O vinho fino é elaborado exclusivamente com uvas da espécie Vitis vinifera, como Syrah, Cabernet Sauvignon, Cabernet Franc, Merlot, Chardonnay e Sauvignon Blanc.
Portanto, vinho de mesa não significa vinho adulterado, falsificado ou necessariamente ruim. Da mesma maneira, a expressão vinho fino não garante sozinha que um produto seja excelente. As classificações indicam principalmente o grupo de uvas utilizado.
O que a dupla poda proporcionou foi a possibilidade de cultivar variedades europeias com melhor maturação em regiões onde o verão chuvoso dificultava a obtenção de uvas adequadas.
Os vinhos de mesa ainda possuem participação relevante no mercado brasileiro, especialmente entre consumidores habituados aos rótulos suaves. Ao mesmo tempo, cresce o interesse por vinhos secos, espumantes, produtos de origem controlada e experiências de enoturismo.
Essa mudança de hábito ajuda a sustentar economicamente os novos vinhedos.
O papel da Anprovin
Com a expansão da técnica, tornou-se necessário criar critérios que diferenciassem um vinho produzido com dupla poda de um rótulo que apenas utilizasse a expressão “vinho de inverno” como recurso comercial.
A Anprovin foi fundada em 16 de março de 2016, com sede em Caldas, Minas Gerais. A associação reúne produtores, oferece orientação técnica e administra a marca coletiva Vinhos de Inverno, registrada no Instituto Nacional da Propriedade Industrial.
Para obter o selo, não basta colher uvas durante os meses mais frios. Os vinhedos precisam seguir as regras da dupla poda e utilizar variedades autorizadas de Vitis vinifera. Também são considerados aspectos como origem, rastreabilidade e conformidade do produto.
O trabalho procura proteger tanto os produtores quanto o consumidor. Os critérios da marca coletiva estão disponíveis no site da Anprovin.
Ciência, gastronomia e desenvolvimento regional
O vinho de inverno movimenta uma cadeia que vai muito além da garrafa.
Novos vinhedos estimulam a contratação de trabalhadores, técnicos agrícolas, agrônomos, enólogos, sommeliers, profissionais de turismo, cozinheiros, fotógrafos, comunicadores e empresas de transporte e hospedagem.
As propriedades também passam a oferecer visitas, degustações, restaurantes, piqueniques, festas de colheita e eventos harmonizados. O vinho torna-se uma porta de entrada para outros produtos locais, como cafés, queijos, azeites, embutidos, doces e pratos regionais.
Em áreas próximas a grandes centros urbanos, como Campinas, São Roque, Jundiaí, Amparo e Indaiatuba, o enoturismo encontra um público que consegue visitar os empreendimentos sem realizar viagens longas.
Esse movimento pode ajudar a manter famílias no campo e preservar propriedades rurais. Para que o crescimento seja sustentável, entretanto, precisa respeitar o meio ambiente, o uso da água, as áreas de proteção e a capacidade de cada território.
O homem que ensinou a videira a esperar
Murillo de Albuquerque Regina não inventou o inverno brasileiro, nem transformou as montanhas de Minas e São Paulo em uma cópia da França ou da Itália.
Sua contribuição foi mais original.
Ele observou as características do clima brasileiro e percebeu que o problema não estava necessariamente no lugar, mas no momento em que a videira produzia.

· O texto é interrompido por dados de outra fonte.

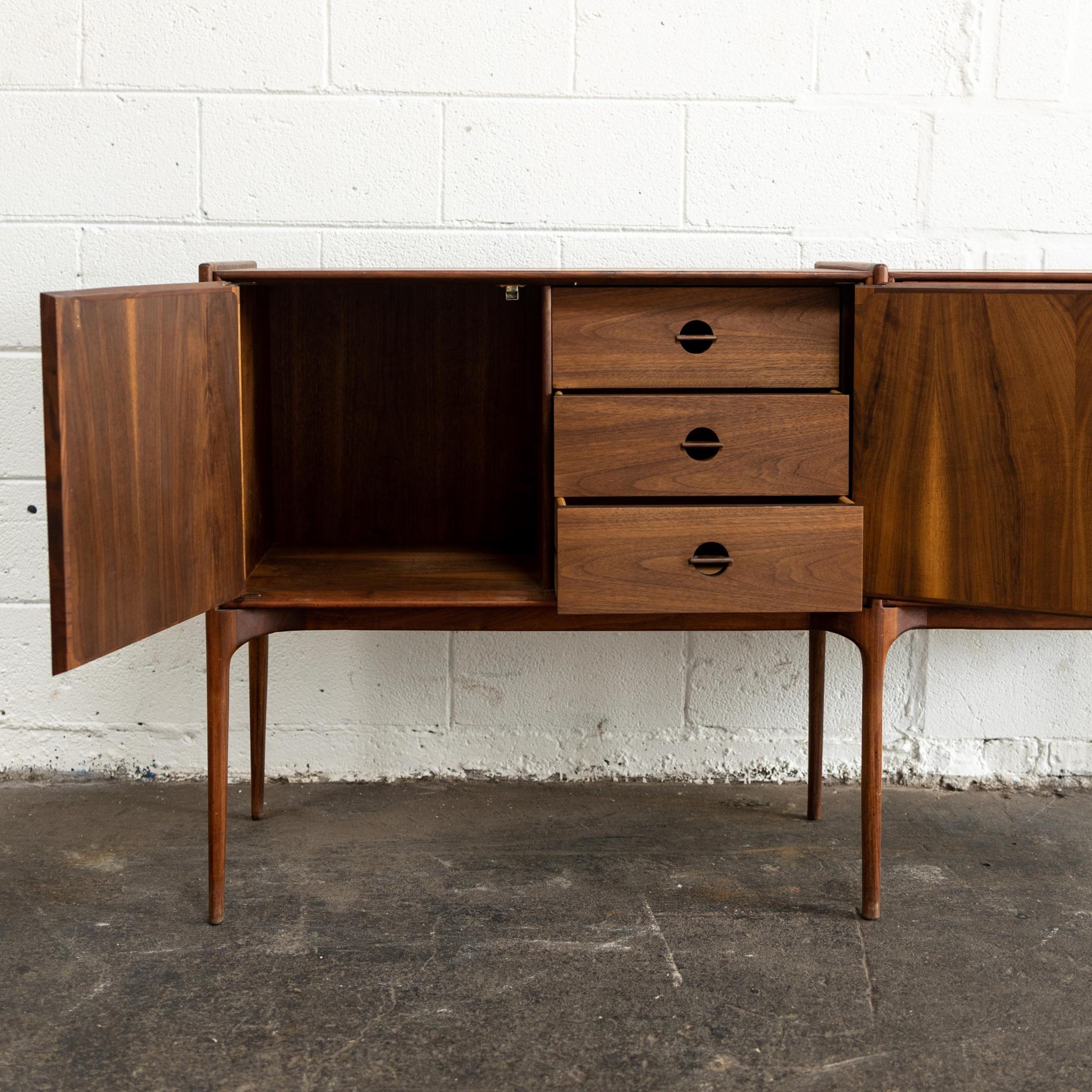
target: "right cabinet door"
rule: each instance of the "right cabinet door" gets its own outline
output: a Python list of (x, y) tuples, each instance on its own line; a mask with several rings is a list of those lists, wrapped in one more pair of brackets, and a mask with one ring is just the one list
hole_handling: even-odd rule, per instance
[(1090, 306), (1070, 285), (856, 289), (866, 595), (1092, 615)]

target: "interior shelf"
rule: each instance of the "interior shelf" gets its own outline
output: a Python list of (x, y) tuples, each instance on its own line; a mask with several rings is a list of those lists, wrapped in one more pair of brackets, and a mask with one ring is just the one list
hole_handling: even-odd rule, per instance
[(483, 549), (273, 546), (236, 601), (262, 607), (541, 606), (537, 555)]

Ao inverter o ciclo, mostrou que o Brasil não precisava imitar integralmente os calendários tradicionais da viticultura europeia. Poderia criar uma solução adaptada às próprias condições.
A dupla poda transformou o verão em período de formação e o inverno em tempo de colheita. A partir dessa mudança, regiões tradicionais se renovaram e outras começaram a produzir vinho pela primeira vez.

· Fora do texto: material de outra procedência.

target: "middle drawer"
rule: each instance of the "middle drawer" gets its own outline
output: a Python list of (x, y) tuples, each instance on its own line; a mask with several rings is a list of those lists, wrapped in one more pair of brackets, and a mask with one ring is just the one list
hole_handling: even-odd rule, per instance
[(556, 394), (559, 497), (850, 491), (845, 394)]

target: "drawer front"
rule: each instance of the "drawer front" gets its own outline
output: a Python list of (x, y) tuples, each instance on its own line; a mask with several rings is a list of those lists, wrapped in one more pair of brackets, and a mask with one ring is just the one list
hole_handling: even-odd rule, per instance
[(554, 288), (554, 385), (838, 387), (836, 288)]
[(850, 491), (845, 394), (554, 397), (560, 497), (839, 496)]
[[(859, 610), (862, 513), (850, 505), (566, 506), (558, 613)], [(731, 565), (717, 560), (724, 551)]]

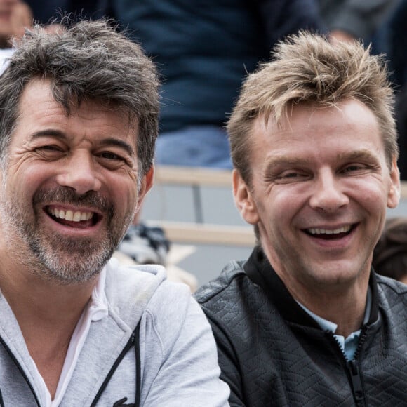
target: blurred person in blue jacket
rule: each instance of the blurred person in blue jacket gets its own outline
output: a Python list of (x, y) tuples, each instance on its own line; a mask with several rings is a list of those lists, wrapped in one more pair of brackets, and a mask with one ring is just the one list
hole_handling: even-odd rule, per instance
[(159, 164), (232, 168), (224, 125), (243, 78), (278, 39), (321, 29), (314, 0), (102, 3), (161, 71)]

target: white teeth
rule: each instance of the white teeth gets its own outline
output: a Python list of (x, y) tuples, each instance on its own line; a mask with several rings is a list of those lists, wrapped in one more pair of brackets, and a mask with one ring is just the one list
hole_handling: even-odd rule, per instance
[(65, 220), (69, 220), (71, 222), (89, 220), (93, 215), (92, 212), (81, 212), (80, 211), (76, 211), (74, 212), (70, 209), (65, 211), (62, 209), (55, 209), (55, 208), (50, 207), (48, 208), (48, 211), (55, 218), (65, 219)]
[(338, 229), (333, 229), (311, 228), (308, 229), (308, 232), (311, 234), (339, 234), (340, 233), (346, 233), (347, 232), (349, 232), (350, 228), (350, 225), (342, 226)]

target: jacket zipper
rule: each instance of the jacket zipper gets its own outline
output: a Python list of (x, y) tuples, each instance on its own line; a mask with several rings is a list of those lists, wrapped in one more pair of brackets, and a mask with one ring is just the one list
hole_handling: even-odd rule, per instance
[[(25, 382), (27, 384), (29, 389), (31, 390), (31, 392), (32, 393), (32, 395), (34, 396), (34, 398), (35, 399), (35, 402), (36, 403), (36, 405), (38, 406), (38, 407), (41, 407), (41, 405), (39, 403), (39, 399), (36, 396), (36, 394), (35, 394), (35, 392), (34, 390), (34, 387), (32, 387), (32, 385), (29, 382), (29, 380), (28, 380), (28, 378), (27, 377), (25, 372), (24, 371), (22, 368), (21, 367), (21, 366), (18, 363), (17, 358), (14, 356), (14, 354), (13, 354), (11, 350), (10, 350), (10, 348), (6, 345), (6, 342), (4, 342), (4, 340), (3, 340), (3, 338), (1, 337), (0, 337), (0, 342), (3, 345), (3, 347), (6, 349), (6, 352), (7, 352), (7, 353), (8, 354), (8, 356), (10, 356), (10, 357), (11, 358), (11, 360), (13, 361), (14, 364), (17, 366), (18, 369), (20, 371), (21, 375), (22, 376), (22, 378), (25, 380)], [(1, 401), (1, 406), (4, 406), (4, 402), (3, 401), (3, 396), (1, 396), (1, 392), (0, 392), (0, 397), (1, 397), (0, 401)]]
[(362, 328), (358, 346), (352, 361), (348, 360), (346, 357), (344, 350), (342, 349), (342, 347), (338, 342), (338, 340), (333, 335), (333, 333), (331, 331), (326, 331), (326, 333), (328, 334), (328, 336), (333, 339), (333, 340), (338, 346), (339, 350), (340, 351), (340, 354), (346, 362), (345, 366), (349, 373), (349, 378), (350, 378), (352, 394), (356, 406), (367, 406), (358, 363), (359, 356), (361, 349), (361, 347), (367, 337), (367, 331), (368, 328), (366, 327)]
[(135, 332), (133, 332), (131, 334), (130, 339), (128, 340), (128, 341), (126, 344), (126, 346), (124, 347), (124, 348), (123, 349), (123, 350), (121, 351), (121, 352), (119, 355), (119, 357), (116, 359), (114, 363), (112, 366), (112, 368), (110, 369), (110, 371), (107, 373), (107, 375), (106, 376), (106, 378), (103, 381), (102, 386), (100, 386), (100, 388), (99, 389), (98, 394), (96, 394), (95, 399), (93, 399), (93, 401), (92, 401), (92, 404), (91, 404), (91, 407), (95, 407), (95, 406), (96, 406), (98, 401), (99, 401), (99, 399), (100, 399), (100, 396), (102, 396), (102, 393), (103, 393), (103, 392), (106, 389), (106, 387), (107, 386), (107, 383), (109, 382), (110, 379), (112, 378), (112, 376), (113, 375), (113, 373), (114, 373), (114, 371), (117, 368), (117, 366), (120, 364), (120, 363), (123, 360), (123, 358), (126, 356), (126, 354), (133, 347), (135, 342)]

Andradas acrescentou tecnologia à sua herança. A Serra da Mantiqueira ganhou novos vinhedos. A Serra da Canastra colocou rótulos premiados no mercado. São Roque e Jundiaí passaram a combinar vinhos de mesa e vinhos finos. Espírito Santo do Pinhal conquistou reconhecimento. Amparo e Indaiatuba ampliaram o enoturismo. Campinas começou a estruturar seu próprio polo.

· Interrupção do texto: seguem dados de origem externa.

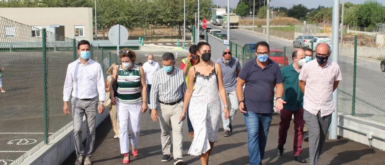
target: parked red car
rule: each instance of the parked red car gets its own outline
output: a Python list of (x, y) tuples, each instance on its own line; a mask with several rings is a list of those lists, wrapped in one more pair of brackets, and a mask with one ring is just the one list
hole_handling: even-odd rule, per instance
[(289, 64), (288, 57), (283, 51), (279, 49), (270, 50), (269, 58), (278, 63), (280, 67), (283, 67)]

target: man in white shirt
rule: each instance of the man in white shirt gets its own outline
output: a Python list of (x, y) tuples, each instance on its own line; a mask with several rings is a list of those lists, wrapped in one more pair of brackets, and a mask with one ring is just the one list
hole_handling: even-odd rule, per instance
[[(159, 64), (154, 61), (154, 56), (149, 54), (147, 56), (148, 61), (143, 64), (143, 67), (146, 74), (146, 82), (147, 84), (147, 102), (149, 107), (151, 103), (150, 102), (150, 92), (151, 91), (151, 84), (152, 82), (152, 78), (154, 74), (158, 69), (160, 69)], [(151, 109), (149, 111), (149, 114), (151, 114)]]
[[(105, 91), (103, 71), (100, 64), (89, 59), (90, 47), (88, 41), (82, 40), (79, 42), (77, 52), (80, 57), (68, 65), (63, 93), (63, 111), (67, 115), (70, 113), (68, 101), (72, 96), (74, 136), (77, 156), (75, 165), (81, 165), (84, 157), (85, 157), (84, 165), (91, 164), (90, 159), (95, 140), (97, 109), (99, 114), (104, 111)], [(82, 137), (82, 126), (85, 114), (88, 126), (85, 150)]]

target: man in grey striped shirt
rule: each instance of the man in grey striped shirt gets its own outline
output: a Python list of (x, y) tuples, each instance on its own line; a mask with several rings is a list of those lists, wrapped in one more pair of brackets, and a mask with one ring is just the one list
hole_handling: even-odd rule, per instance
[[(163, 69), (157, 71), (152, 79), (150, 94), (151, 118), (154, 122), (159, 119), (161, 125), (161, 141), (163, 153), (161, 161), (167, 162), (171, 160), (172, 130), (174, 164), (180, 165), (183, 163), (182, 155), (183, 122), (179, 122), (179, 119), (183, 106), (186, 83), (183, 71), (174, 67), (175, 58), (173, 54), (169, 52), (163, 54), (162, 63)], [(158, 102), (159, 106), (157, 109)]]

Outros projetos avançaram pelo Cerrado e chegaram à Chapada Diamantina.
Por trás desse novo mapa está a ideia de um pesquisador que olhou para uma limitação climática e enxergou uma oportunidade.
Murillo ensinou a videira a esperar.
E, quando a colheita chegou ao inverno, o que antes não podia finalmente se tornou possível.